Pelatih asal Kroasia tersebut tidak menutup mata bahwa skuat Maung Bandung gagal menunjukkan performa yang diharapkan di atas lapangan.
Dalam pernyataan resminya, Hodak mengakui adanya ketidakpuasan terhadap cara bermain tim yang dianggap tidak selevel dengan standar Persib yang biasanya.

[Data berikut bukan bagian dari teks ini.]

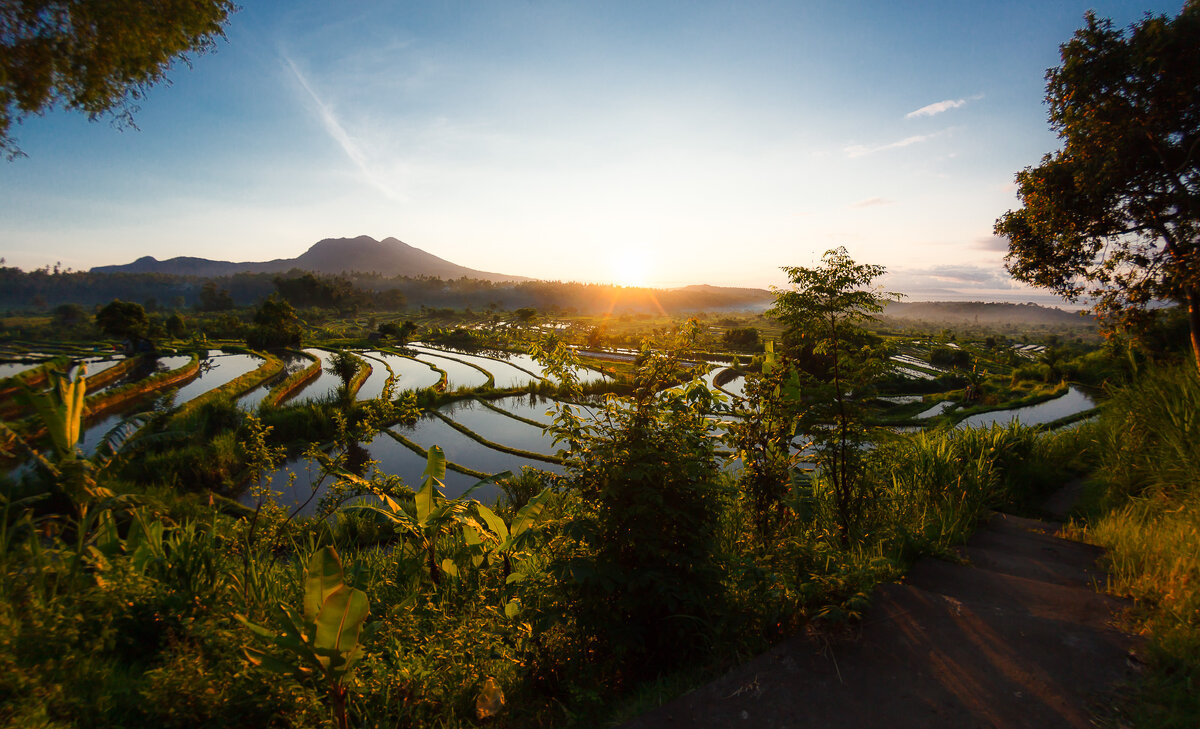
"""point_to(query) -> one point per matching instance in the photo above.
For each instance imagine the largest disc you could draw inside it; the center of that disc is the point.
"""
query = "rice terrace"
(906, 459)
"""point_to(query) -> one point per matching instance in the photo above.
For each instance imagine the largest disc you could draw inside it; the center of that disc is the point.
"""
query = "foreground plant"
(431, 516)
(825, 312)
(325, 638)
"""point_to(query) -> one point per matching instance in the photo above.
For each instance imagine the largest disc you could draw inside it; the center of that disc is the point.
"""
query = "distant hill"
(985, 313)
(387, 258)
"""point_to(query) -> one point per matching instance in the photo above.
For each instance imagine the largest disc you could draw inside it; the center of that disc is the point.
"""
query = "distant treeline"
(983, 313)
(47, 288)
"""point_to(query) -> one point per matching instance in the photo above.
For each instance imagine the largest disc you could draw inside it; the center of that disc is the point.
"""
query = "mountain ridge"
(331, 255)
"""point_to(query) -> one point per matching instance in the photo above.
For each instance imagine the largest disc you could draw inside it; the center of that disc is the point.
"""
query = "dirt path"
(1017, 638)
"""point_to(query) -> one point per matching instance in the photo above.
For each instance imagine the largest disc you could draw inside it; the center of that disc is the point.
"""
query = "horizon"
(664, 145)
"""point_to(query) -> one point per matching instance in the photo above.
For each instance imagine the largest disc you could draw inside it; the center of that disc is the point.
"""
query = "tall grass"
(1147, 514)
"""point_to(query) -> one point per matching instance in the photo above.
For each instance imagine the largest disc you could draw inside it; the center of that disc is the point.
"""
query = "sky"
(636, 143)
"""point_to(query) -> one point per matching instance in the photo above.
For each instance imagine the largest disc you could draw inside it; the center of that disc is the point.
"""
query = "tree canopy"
(124, 320)
(1115, 214)
(96, 56)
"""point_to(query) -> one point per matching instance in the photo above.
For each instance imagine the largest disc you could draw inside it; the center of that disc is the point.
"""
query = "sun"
(629, 267)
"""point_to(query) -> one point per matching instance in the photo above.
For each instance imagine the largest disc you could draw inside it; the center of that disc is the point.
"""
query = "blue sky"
(658, 143)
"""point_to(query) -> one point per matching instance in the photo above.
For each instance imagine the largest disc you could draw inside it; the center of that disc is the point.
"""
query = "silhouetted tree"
(96, 56)
(1115, 214)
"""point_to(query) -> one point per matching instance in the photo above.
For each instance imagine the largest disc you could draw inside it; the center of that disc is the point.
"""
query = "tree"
(1115, 214)
(96, 56)
(825, 309)
(215, 300)
(124, 320)
(643, 570)
(69, 314)
(276, 325)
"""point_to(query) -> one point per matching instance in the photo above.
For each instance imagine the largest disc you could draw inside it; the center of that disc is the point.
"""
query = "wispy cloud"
(335, 128)
(858, 150)
(991, 242)
(942, 106)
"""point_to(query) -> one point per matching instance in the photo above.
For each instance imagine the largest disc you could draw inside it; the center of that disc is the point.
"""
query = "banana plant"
(325, 638)
(510, 540)
(61, 409)
(432, 514)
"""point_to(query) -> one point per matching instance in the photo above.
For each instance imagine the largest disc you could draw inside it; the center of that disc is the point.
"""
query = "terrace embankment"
(1017, 637)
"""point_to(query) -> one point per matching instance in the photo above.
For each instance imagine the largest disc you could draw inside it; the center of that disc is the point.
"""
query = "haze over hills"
(388, 258)
(378, 265)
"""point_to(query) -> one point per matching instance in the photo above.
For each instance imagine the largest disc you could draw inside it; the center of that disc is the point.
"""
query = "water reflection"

Evaluasi Lini per Lini Hodak menyoroti beberapa aspek yang menjadi penyebab timnya sulit mengembangkan permainan.
Menurutnya, koordinasi antar lini tidak berjalan mulus, sehingga lawan lebih mudah memberikan tekanan.
"Kami tidak tampil baik hari ini. Ada banyak kesalahan yang seharusnya tidak terjadi, dan kami kehilangan konsentrasi di saat-saat krusial," ujar Hodak dengan nada kecewa.
Faktor Kelelahan atau Tekanan? Meski tidak ingin mencari alasan, Hodak mengisyaratkan bahwa intensitas jadwal atau tekanan dalam pertandingan menjadi faktor yang memengaruhi mentalitas pemain.
Namun, ia menegaskan bahwa secara teknis, timnya seharusnya bisa berbuat lebih banyak jika tetap disiplin pada instruksi taktik awal.
Hodak menjanjikan evaluasi total dalam sesi latihan berikutnya. Baginya, pengakuan atas penampilan buruk ini adalah langkah awal untuk melakukan perubahan sebelum menghadapi laga selanjutnya yang diprediksi akan jauh lebih berat.
"Kami harus belajar dari kesalahan ini. Tim harus segera bangkit dan kembali ke jalur yang benar jika ingin tetap bersaing di papan atas," tambahnya menutup pembicaraan.